TNF-α and IL-1β also induce the formation of ONOO−, which formed by a reaction of NO• with superoxide, is a constitutive producer of IL-8. IL-8 is a potent pro-inflammatory chemokine derived from monocytes, macrophages, and endothelial cells that promote adhesion, migration, invasion, and chemoresistance of gastric cancer cells (Zouki et al. 2001; Kuai et al. 2012). When ROS levels are significantly increased, oxidatively altered nucleic acids (Demple and Harrison 1994) cause DNA damage including strand breaks, intrastrand adducts, and DNA protein cross-links (Valko et al. 2005). In addition, ROS mediates the formation of 8-oxo-7,8-dihydro-20-deoxyguanosine (Inoue and Kawanishi 1995), and 8-nitroguanine (Yermilov et al. 1995; Akaike et al. 2003), which are considered to be potential biomarkers of oxidative stress (Evans et al. 2004), in relation to cancer-associated inflammation (Valko et al. 2006, 2007). 8-hydroxydeoxyguanine basically alters the nucleotide string by leading to guanine(G)/cytosine(C) to thymine(T)/adenine(A) transversions which are also observed in vivo in the ras gene (Bos 1988) and the v-Ki-ras2 Kirsten rat sarcoma viral oncogene homolog (K-RAS) and TP53 tumor suppressor gene in lung and liver cancers (Takahashi et al. 1989; Hsu et al. 1991).

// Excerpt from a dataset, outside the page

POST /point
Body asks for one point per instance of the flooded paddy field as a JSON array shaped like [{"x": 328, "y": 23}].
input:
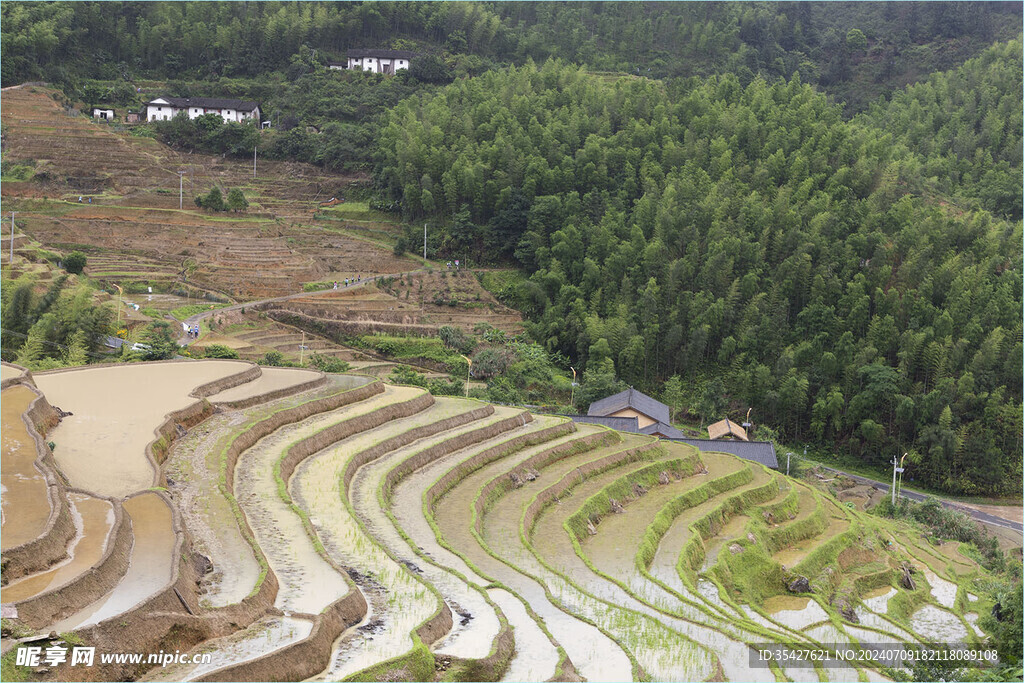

In an another study, chronic gastritis as a precancerous lesion of gastric cancer, is characterized by the accumulation of oxidative DNA damage that H. pylori infection is the major determinant for DNA adduct formation (Farinati et al. 1998). H. pylori-infected stomach arranges the microenvironment for the activated neutrophils to provide the ROS or NOS production besides that H. pylori itself also produces ROS (Handa et al. 2010).
NO• has a crucial role in inflammation and its functional heterogeneity, between preneoplastic and antineoplastic functions is the remarkable status in the field of cancer biology. NO• and nitric oxide synthase (NOS), especially overexpression of NOS2, both have an impact on the post-translational modification of tumor suppressor genes such as p53 and Rb during chronic inflammation (Ying et al. 2005; Hofseth et al. 2003). NO• mediated p53 accumulation and post-translational modification promote gastric cancer progression in association with advanced tumors even with metastasis thereby causing cellular growth arrest, inducing apoptosis and oncogenic mutations in the p53 gene (Rajnakova et al. 2001).
However, c-MYC oncogene activation generates sufficient ROS to produce DNA strand breaks, activate p53 pathway in the absence of apoptosis, and cause DNA damage before the S phase in association with ROS induction in normal human fibroblasts (Vafa et al. 2002). Thus, activated oncogenes induce genomic instability in consequence of DNA damage in both precancerous lesions and cancers (Halazonetis et al. 2008)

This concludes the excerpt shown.